Riforme, contano solo gli interessi di parte

sabato 27 ottobre 2012


Osservando il teatrino della politica, in cui lo specchietto per le allodole delle primarie sembra prendere sempre più campo, il mio pessimismo circa la possibilità di un sostanziale cambiamento tende ad ampliarsi. E se da un lato i passi indietro annunciati e le rottamazioni invocate sembrano rinvigorire le speranze di chi crede in una politica nuova, ciò che avviene in Parlamento conferma invece la nefasta propensione dei partiti ad una forma di irresponsabilità di stampo greco. Tanto è vero che quasi all’unanimità, con un micidiale uno due, i partiti di maggioranza e di opposizione hanno prima bloccato il provvedimento del governo sull’aumento di 6 ore di lavoro settimanali per gli insegnanti, per poi approvare - sempre in coro - uno scellerato dispositivo in Commissione Lavoro della Camera con il quale, sostanzialmente, si amplia la già onerosa finestra dei cosiddetti esodati. E proprio su quest’ultimo aspetto occorre sottolineare che per coprire i costi di una simile operazione, si parla di circa 10 miliardi di euro in totale, Pd, Pdl e Udc non si sono fatti alcuno scrupolo di inserire un ulteriore contributo aggiuntivo del 3% sui redditi alti (roddoppiando quello attuale) e, dulcis in fundo, un eventuale inasprimento delle accise sui tabacchi, qualora servisse a tappare la falla. Quindi, al di là delle chiacchiere e dei richiami retorici al senso di responsabilità, quando si tratta di acchiappare fette di consenso col vecchio trucco di regalare “caramelle” ad una platea circoscritta di cittadini, spalmandone nel modo più occulto possibile i costi sull’intera collettività, i partiti trovano immediatamente il modo di compattarsi in blocco.

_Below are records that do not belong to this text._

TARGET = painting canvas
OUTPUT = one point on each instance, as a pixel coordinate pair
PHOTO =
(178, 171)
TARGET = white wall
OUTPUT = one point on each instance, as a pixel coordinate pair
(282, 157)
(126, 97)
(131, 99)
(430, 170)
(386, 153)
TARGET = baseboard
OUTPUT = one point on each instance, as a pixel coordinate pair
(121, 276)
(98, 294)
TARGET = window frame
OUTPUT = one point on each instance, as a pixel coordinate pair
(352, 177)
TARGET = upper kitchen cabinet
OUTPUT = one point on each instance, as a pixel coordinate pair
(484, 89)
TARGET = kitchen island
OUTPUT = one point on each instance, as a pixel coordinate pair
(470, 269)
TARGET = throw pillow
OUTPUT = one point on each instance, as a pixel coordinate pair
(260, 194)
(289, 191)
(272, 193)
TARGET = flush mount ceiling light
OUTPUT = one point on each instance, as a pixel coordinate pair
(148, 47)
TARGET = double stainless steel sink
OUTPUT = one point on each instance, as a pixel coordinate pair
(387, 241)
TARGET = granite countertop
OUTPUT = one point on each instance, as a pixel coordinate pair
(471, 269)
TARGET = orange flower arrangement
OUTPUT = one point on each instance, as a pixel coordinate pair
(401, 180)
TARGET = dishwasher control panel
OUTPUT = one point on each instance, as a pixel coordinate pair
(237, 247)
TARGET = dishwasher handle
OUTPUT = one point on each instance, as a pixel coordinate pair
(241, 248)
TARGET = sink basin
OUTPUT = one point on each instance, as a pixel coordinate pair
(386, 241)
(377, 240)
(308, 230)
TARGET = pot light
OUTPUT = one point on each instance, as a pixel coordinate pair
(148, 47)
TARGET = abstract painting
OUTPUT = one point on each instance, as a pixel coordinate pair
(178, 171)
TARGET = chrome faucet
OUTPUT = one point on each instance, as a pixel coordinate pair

Ora, a parte  gli statalisti professionali del Pd e i membri di un partito allo sbando come il Pdl, stupisce molto che l’Udc di Casini, il quale da quando c’è Monti al governo non fa che lanciare richiami al senso di responsabilità delle forze politiche, si trovi sempre in prima linea quando c’è da affossare qualche pur blando provvedimento teso a tagliare la spesa pubblica. Evidentemente, al netto di tali richiami, anche l’ex presidente della Camera, al pari dei suoi sconsiderati membri del vasto partito trasversale del deficit spending, non sembra aver compreso la drammatica situazione che sta vivendo il paese, soffocato da un regime politico-burocratico che sta portando il sistema economico verso il collasso.
Ciò dimostra che per l’Udc le cose non stanno poi tanto male se il suo leader pensa di invocare rigore dai vari pulpiti mediatici mentre nel contempo i suoi esponenti, oltre ad allearsi localmente con cani e porci, come si suol dire, in Parlamento appoggiano ogni scellerata richiesta di nuove spese. Caro Pier Ferdinando Casini, all’interno di uno stato che spende il 55% del reddito nazionale e che deve far fronte ad un debito pubblico che ha raggiunto il 126% del Pil, il rigore che lei invoca non può che orientarsio verso una sensibile riduzione della spesa corrente. Altrimenti, continuando a predicare bene e a razzolare malissimo, la strada del fallimento - ovvero l’uscita catastrofica dall’euro - si farà sempre più probabile.